Le posizioni della Casa Bianca, con Trump, sono mutate radicalmente e si allineano alla visione di Israele che parimenti ha sempre visto con sospetto, se non con apprensione, all’accordo Jcpoa proprio per le stesse motivazioni. Pertanto si è delineato un asse Tel Aviv- Washington di contrasto all’Iran se pur da punti di vista differenti: da un lato Israele ha assunto una linea più dura rispetto al passato, andando a colpire le posizioni iraniane ovunque esse siano nei Paesi mediorientali, dall’altro gli Stati Uniti, se pur fermi nella loro risolutezza vero il nucleare iraniano, sembrano avere una linea più morbida per cercare di spingere Teheran ad un nuovo accordo anche giocando la carta dell’escalation militare nell’area del Golfo Persico.
Una posizione, quella americana, che sembra stia pagando: il segretario alla Difesa degli Stati Uniti Mark Esper ha dichiarato che l’Iran si sta avvicinando gradualmente alla possibilità di tenere nuovi colloqui. Washington, come riferisce l’Agi, ha proposto all’Iran di tenere un incontro tra i presidenti Donald Trump e Hassan Rohani a margine della 74esima Assemblea Generale delle Nazioni Unite il prossimo 25 settembre.
Durante una conferenza stampa alla Casa Bianca, Trump ha risposto in modo positivo alla domanda su un incontro con Rohani affermando che “tutto è possibile”, come riportato da Agenzia Nova oggi.
La strategia americana di innalzare il livello dello scontro con l’Iran, quello che abbiamo chiamato la “carta coreana” per le sue analogie con la strategia messa in atto durante la recente crisi con la Corea del Nord che ha portato Pyongyang al tavolo delle trattative, sembra dare i frutti sperati: ora un nuovo accordo che prevederà l’eliminazione del potenziale nucleare e missilistico a raggio medio e intermedio dell’Iran sembra delinearsi all’orizzonte.

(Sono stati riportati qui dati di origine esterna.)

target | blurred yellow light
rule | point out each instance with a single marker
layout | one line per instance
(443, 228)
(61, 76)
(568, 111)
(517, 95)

L’incognita, in questa strategia, è rappresentata da Israele: il governo di Netanyahu, che dovrà confrontarsi il 17 settembre con la seconda tornata elettorale per eleggere i rappresentati alla Knesset, potrebbe scegliere di avversare questa eventualità per mera propaganda elettorale essendo stato messo in discussione per la linea “troppo molle” tenuta nella gestione della sicurezza dei confini nord del Paese, quelli col Libano e con la Siria, Paesi dove la presenza militare iraniana si va via via sempre più attiva.